The S&P 500 dropped for the ninth straight day on Friday. That's the longest losing streak for the index since December 1980.
The decline hasn't received much attention because it's come in little drips and drops instead of one big dramatic plunge. On Friday, the S&P dipped just 0.17%.
In fact, over the nine-day period, the S&P 500 only fell by 3.07%.

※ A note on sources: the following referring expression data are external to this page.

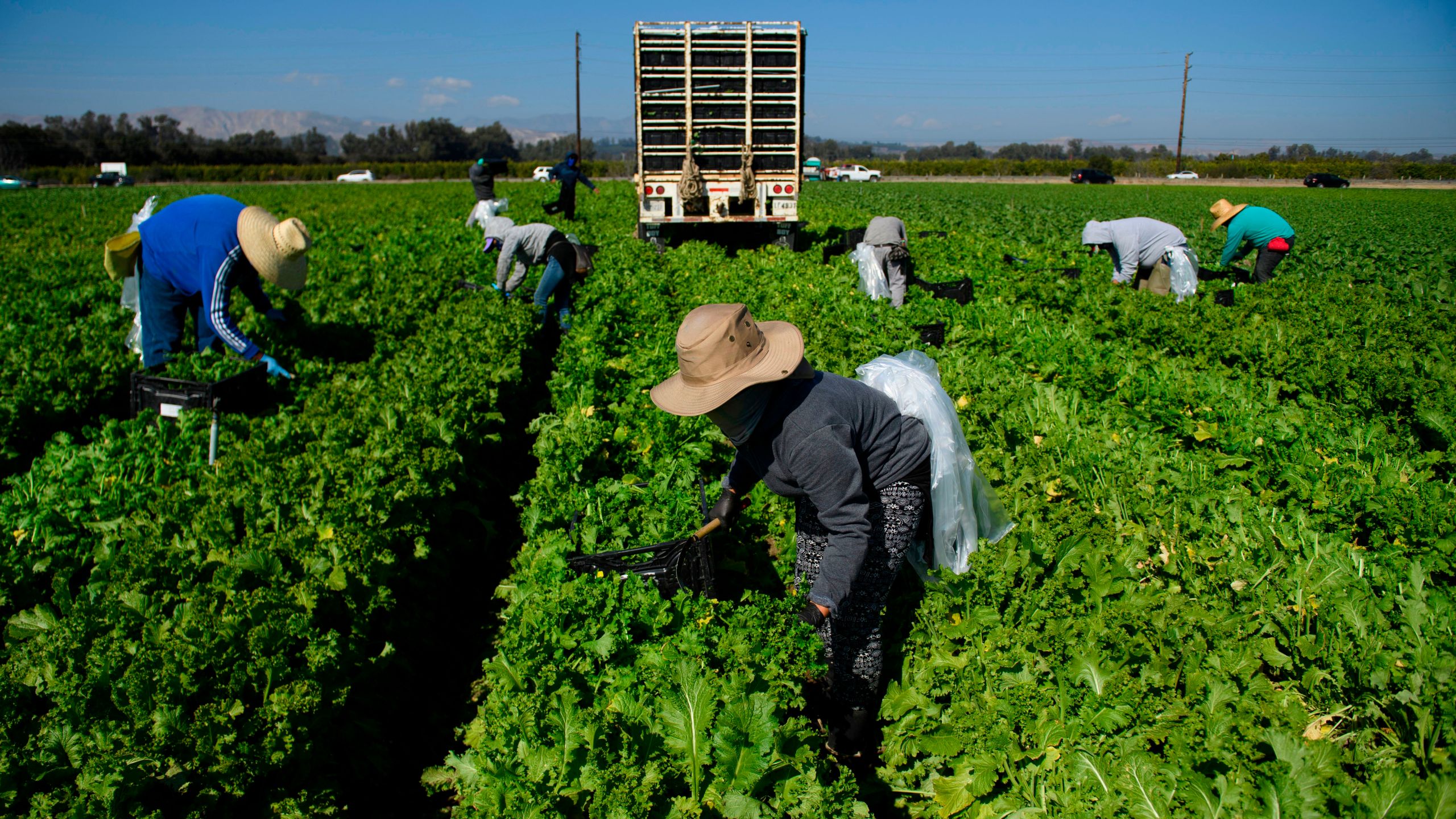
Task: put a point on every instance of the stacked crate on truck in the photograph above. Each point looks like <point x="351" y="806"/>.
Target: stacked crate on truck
<point x="719" y="123"/>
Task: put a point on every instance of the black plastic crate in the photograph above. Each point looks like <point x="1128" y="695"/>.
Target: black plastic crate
<point x="676" y="564"/>
<point x="932" y="334"/>
<point x="168" y="397"/>
<point x="963" y="292"/>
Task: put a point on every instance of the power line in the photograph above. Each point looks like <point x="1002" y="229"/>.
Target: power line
<point x="1331" y="95"/>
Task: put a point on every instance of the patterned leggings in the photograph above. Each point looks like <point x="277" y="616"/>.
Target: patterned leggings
<point x="852" y="637"/>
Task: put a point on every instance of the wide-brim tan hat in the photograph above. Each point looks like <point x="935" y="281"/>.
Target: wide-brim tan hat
<point x="721" y="351"/>
<point x="1222" y="212"/>
<point x="277" y="250"/>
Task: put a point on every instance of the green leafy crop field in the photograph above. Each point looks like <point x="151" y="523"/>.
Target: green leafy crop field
<point x="1228" y="592"/>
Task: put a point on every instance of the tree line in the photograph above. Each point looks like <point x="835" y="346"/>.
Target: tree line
<point x="162" y="140"/>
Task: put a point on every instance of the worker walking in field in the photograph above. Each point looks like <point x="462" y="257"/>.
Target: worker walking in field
<point x="568" y="172"/>
<point x="1139" y="250"/>
<point x="1252" y="228"/>
<point x="484" y="181"/>
<point x="194" y="254"/>
<point x="887" y="237"/>
<point x="526" y="245"/>
<point x="857" y="470"/>
<point x="482" y="178"/>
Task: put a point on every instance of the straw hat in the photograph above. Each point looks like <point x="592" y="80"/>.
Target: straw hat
<point x="277" y="250"/>
<point x="1222" y="212"/>
<point x="719" y="353"/>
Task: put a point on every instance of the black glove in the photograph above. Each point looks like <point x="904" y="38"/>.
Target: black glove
<point x="727" y="507"/>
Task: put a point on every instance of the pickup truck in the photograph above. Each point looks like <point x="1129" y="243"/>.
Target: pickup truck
<point x="852" y="174"/>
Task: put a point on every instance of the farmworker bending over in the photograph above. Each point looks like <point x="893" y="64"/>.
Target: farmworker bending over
<point x="570" y="174"/>
<point x="1252" y="228"/>
<point x="857" y="470"/>
<point x="528" y="245"/>
<point x="1136" y="247"/>
<point x="194" y="253"/>
<point x="887" y="235"/>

Compared with that, the S&P 500 fell a lot more in December 1980 -- 9.4% -- over the course of nine days, according to Howard Silverblatt, senior index analyst at S&P Dow Jones Indices.
Silverblatt said "the slow downward momentum is due to uncertainty."
The market has been reacting to a tightening presidential race. CNN's latest electoral map still shows Clinton as the likely winner, but is slightly more favorable to Trump than earlier projections.
A report from Bespoke Investment Group noted that "a Trump presidency strikes fear in a large percentage of investors" because of the unpredictability of the candidate. And Citigroup on Friday predicted that a victory for Trump could send the S&P 500 plunging 3% to 5%.
But fear of a Trump presidency isn't the only thing putting investors on edge. A UBS report found that certain industries, including banking, pharmaceuticals and energy, could take a hit if Clinton is elected.
--CNNMoney's Matt Egan and Heather Long contributed to this report.